Il fallait réformer les justifications morales. Durkheim les reprit et donna à la bourgeoisie les armes spirituelles qu’elle exigeait. Après quelques résistances, la philosophie de Durkheim domina.

« Et M. Bouglé, disciple de M. Durkheim, nous explique que « la politique n’a pas été étrangère à ce « revirement ». Les collaborateurs de l’Année Sociologique, dit-il, « comprirent mieux devant l’adversaire « commun, qu’ils suivaient le même idéal ». (Enquête d’Agathon, p. 107.)

Il y avait eu les institutions morales un peu exsangues de la grande époque, celle de Buisson, de Steeg, de Pécaut. Puis les institutions plus nourries du règne de la sociologie. Ces institutions furent consacrées par M. P. Lapie qui les imposa aux Écoles Normales. Dans Décadence de la liberté, M. Daniel Halévy, analysant la puissance de notre corps universitaire, marque bien le rôle de M. Lapie, introducteur de cette sociologie : « vague matière dont la seule chose qu’on sache avec précision, c’est qu’elle est la philosophie du radicalisme et du socialisme officiels. » (p. 101 sq.)

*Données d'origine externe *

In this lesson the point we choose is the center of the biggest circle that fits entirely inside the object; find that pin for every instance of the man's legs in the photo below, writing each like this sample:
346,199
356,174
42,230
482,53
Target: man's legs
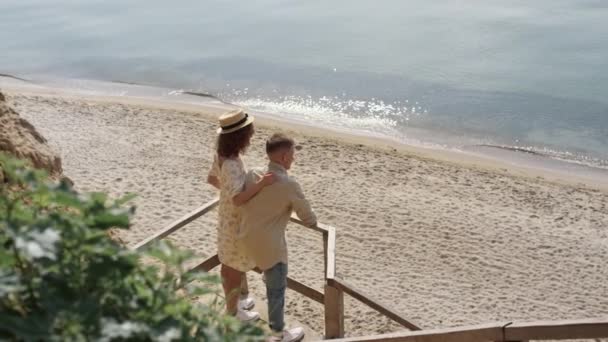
276,282
231,281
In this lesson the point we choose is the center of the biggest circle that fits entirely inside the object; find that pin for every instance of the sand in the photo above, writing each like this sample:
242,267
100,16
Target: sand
446,240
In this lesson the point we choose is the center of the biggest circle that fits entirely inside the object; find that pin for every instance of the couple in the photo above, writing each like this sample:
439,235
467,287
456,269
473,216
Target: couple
254,210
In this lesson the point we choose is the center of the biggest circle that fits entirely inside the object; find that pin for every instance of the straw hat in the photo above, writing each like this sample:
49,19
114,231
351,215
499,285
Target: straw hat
233,121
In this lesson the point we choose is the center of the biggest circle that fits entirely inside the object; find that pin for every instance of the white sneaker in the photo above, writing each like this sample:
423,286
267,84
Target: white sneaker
247,316
290,335
246,303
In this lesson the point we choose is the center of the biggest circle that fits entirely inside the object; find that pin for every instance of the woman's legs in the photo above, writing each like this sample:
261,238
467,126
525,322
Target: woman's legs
231,281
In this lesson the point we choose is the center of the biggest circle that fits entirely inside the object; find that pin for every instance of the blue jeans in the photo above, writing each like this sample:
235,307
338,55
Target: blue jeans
276,282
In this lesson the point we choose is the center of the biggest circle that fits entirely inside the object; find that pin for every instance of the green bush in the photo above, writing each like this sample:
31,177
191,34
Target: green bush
63,279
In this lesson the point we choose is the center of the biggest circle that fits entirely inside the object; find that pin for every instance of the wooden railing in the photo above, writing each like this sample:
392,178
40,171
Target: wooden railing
335,287
332,297
501,332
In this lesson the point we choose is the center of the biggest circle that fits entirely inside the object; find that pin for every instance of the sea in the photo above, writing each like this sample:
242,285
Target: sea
497,77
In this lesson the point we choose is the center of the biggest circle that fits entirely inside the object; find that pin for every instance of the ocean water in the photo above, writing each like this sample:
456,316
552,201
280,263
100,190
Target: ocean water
523,75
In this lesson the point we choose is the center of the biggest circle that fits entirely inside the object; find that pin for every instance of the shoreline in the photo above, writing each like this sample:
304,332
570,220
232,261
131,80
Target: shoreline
511,162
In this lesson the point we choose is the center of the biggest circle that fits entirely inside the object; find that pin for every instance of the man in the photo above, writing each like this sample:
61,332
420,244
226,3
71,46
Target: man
264,219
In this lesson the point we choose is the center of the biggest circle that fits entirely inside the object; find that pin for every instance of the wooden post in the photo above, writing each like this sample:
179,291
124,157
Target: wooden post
334,312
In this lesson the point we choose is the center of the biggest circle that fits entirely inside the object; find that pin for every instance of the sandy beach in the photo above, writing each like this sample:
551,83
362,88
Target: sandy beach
445,238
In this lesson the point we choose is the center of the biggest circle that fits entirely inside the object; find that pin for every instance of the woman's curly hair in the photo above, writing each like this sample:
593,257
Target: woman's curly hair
230,145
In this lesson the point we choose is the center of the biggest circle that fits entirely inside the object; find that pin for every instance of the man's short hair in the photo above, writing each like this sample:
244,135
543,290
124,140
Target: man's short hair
278,141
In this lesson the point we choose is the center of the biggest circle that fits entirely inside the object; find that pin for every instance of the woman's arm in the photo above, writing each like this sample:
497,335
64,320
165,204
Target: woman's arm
244,196
213,180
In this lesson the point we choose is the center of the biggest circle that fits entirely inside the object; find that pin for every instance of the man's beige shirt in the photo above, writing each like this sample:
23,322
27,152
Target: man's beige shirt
265,217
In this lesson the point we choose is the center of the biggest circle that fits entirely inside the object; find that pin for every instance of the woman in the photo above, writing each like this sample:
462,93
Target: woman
228,175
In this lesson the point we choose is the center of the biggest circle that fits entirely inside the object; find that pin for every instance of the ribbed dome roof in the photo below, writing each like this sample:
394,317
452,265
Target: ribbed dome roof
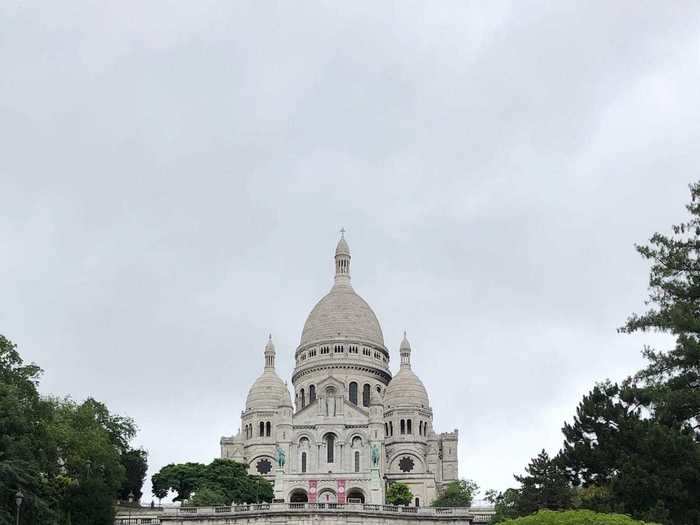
342,313
406,390
268,391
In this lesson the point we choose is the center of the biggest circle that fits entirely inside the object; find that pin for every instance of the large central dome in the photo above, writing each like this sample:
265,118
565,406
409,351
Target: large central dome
342,314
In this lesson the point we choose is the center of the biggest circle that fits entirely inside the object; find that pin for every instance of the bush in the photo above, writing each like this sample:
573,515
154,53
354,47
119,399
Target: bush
573,517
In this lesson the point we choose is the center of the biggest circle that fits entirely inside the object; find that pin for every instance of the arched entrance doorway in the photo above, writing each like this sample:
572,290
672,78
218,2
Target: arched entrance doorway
327,496
356,496
298,496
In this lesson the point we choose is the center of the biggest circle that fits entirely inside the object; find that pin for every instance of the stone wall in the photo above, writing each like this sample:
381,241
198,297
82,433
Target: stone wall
301,514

Ainsi les philosophes accomplirent-ils les tâches des Parlements. De leurs chaires, descendirent dans les Facultés, les lycées, les écoles primaires, tous les conformismes civiques et moraux, cet amas de docilité, de paresse et de servilité contre quoi s’élève une nouvelle philosophie. Péguy s’écriait :

« Quand donc nos Français ne demanderont-ils à l’État et n’accepteront-ils de l’État que le gouvernement des valeurs temporelles ?… Quand donc notre État, qui a déjà tant de métiers, qui fabrique des allumettes et qui fabrique des lois… comprendra-t-il que ce n’est pas son affaire que de nous fabriquer de la métaphysique… Nous avons le désétablissement des Églises. Quand aurons-nous le désétablissement de la métaphysique ?… Nous n’avons plus de catéchisme d’État… Faudra-t-il, Pulligny, que ce monde sans Dieu qu’ensemble, nous éditâmes d’un bon accord… faudra-t-il que ce Monde sans Dieu, par un retournement que sans doute vous n’escomptez pas, devienne à son tour un nouveau catéchisme gouvernemental, enseigné par les gendarmes, avec la bienveillante collaboration de Messieurs les Gardiens de la Paix ? »

Ch. Péguy, De la Situation faite au parti Intellectuel, O. C., III, 166.

D’un autre bout de l’horizon, avec de tout autres motifs, de tout autres indignations, des voix révolutionnaires font entendre la même condamnation.